Pahl: Das professionelle Pulverhandling gewährleistet eine zuverlässige und vollautomatisierte Materialversorgung im AM-Prozess. Auch bleibt die Umgebung dank erprobter Filtertechnik so weit als möglich staubfrei, was gerade in Hinblick auf die Integration von AM-Prozessen in eine bereits bestehende Fertigungsumgebung wichtig ist. Zudem sinkt der Inertgas-Verbrauch dank des beim Handling von Metallpulvern notwendigen geschlossenen Gaskreislaufs.

Welches Potential trauen Sie bei AZO der Additiven Fertigung zu?

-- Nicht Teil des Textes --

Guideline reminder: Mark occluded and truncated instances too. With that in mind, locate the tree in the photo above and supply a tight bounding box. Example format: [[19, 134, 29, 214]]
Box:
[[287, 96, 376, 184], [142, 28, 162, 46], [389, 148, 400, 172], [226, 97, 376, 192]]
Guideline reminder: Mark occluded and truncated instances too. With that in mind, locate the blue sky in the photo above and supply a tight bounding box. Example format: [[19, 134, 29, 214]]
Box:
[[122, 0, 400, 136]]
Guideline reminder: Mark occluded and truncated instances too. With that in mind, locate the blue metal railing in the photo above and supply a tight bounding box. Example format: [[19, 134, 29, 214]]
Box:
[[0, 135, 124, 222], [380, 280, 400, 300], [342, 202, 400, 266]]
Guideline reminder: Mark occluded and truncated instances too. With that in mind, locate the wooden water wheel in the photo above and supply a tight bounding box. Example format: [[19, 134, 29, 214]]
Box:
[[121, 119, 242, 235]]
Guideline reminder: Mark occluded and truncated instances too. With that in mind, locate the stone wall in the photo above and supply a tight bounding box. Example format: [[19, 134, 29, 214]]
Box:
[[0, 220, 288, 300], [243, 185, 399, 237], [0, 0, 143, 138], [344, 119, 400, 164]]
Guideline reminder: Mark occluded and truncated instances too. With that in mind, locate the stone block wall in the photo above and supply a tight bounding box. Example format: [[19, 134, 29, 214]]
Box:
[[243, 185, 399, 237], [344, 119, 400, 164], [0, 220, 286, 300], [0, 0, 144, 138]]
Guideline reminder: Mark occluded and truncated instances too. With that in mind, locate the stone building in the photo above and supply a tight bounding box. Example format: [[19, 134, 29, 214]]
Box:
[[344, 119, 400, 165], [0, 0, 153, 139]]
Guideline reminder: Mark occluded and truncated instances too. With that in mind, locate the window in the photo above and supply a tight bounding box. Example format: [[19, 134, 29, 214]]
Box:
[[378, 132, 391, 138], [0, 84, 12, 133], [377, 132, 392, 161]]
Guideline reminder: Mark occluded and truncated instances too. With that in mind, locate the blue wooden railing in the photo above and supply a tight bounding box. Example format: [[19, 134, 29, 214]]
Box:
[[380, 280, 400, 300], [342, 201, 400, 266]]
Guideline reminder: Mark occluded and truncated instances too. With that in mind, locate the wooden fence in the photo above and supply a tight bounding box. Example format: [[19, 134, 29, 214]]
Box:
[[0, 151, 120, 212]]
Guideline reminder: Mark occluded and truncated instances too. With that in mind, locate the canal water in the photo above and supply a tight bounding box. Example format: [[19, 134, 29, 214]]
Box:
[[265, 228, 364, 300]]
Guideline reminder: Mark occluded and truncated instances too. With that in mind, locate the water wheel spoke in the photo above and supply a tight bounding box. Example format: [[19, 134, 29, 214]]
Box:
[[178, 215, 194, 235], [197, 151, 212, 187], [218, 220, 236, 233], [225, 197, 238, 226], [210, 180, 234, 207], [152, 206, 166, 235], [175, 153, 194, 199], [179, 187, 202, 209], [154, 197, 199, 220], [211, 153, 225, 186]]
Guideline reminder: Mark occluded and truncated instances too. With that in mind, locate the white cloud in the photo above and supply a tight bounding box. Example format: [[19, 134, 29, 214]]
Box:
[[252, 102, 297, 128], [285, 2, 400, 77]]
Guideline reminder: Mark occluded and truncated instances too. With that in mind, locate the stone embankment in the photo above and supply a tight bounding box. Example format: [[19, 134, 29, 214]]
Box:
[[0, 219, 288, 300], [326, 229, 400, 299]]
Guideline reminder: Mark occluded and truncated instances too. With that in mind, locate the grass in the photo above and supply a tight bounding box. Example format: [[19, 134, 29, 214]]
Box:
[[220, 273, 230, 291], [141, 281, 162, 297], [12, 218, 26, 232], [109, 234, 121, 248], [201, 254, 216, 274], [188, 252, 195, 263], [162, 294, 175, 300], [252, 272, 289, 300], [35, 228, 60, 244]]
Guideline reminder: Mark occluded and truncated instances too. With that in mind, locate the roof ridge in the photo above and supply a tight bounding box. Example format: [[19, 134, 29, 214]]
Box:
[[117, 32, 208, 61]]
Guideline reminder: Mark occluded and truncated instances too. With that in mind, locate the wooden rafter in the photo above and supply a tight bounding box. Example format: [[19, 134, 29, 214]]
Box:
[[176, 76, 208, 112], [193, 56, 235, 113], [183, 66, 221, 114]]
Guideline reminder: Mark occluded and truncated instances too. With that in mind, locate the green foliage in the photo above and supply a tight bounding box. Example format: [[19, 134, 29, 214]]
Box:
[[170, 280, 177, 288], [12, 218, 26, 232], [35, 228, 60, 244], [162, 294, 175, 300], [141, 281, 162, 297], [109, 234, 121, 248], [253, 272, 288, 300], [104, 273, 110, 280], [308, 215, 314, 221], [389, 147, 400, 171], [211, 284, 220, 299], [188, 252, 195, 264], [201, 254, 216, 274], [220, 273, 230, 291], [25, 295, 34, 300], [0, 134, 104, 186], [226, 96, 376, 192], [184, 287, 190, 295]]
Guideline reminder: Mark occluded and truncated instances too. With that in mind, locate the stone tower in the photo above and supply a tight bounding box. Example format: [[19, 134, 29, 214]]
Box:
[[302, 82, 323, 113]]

Pahl: Im Vergleich zu unseren bestehenden Märkten ist das noch ein zartes Pflänzchen, aber ein durchaus interessantes Technologiefeld der Zukunft. Wir gehen davon aus, dass es sich weiter entwickeln wird – und möchten mit unseren Lösungen zur Professionalisierung und zur industriellen Reife beitragen.

Wie stellen Sie sich die typische AM-Prozesskette im Jahr 2030 vor?

Pahl: Weitgehend automatisiert und engmaschiger qualitätsüberwacht, als bisher. In unserem Bereich wird es dann sicherlich möglich sein, die Pulverqualität inline zu messen. Denn es gilt, die Pulverzustände genauer zu analysieren, um die Mischungsverhältnisse von frischem und aufbereiteten Material zu optimieren. Dafür werden sich sicherlich auch Messverfahren für die Analyse der thermischen Vorschädigung des Materials im Markt etablieren.

Abschlussfrage: Mit welchen Zielen haben Sie sich der Arbeitsgemeinschaft Additive Manufacturing im VDMA angeschlossen?

Pahl: Wir möchten unsere gesammelten Erfahrungen im Schüttguthandling anderer Branchen in den AM-Bereich einbringen. Die Arbeitsgemeinschaft bietet die Gelegenheit, mit relevanten Akteuren ins Gespräch zu kommen und unser Knowhow durch gezieltes Networking mit ihnen zu teilen. Nach 70 Jahren Praxis im mittlerweile weitestgehend automatisierten Pulverhandling wissen wir, dass das Rad hier ganz sicher nicht neu erfunden werden muss.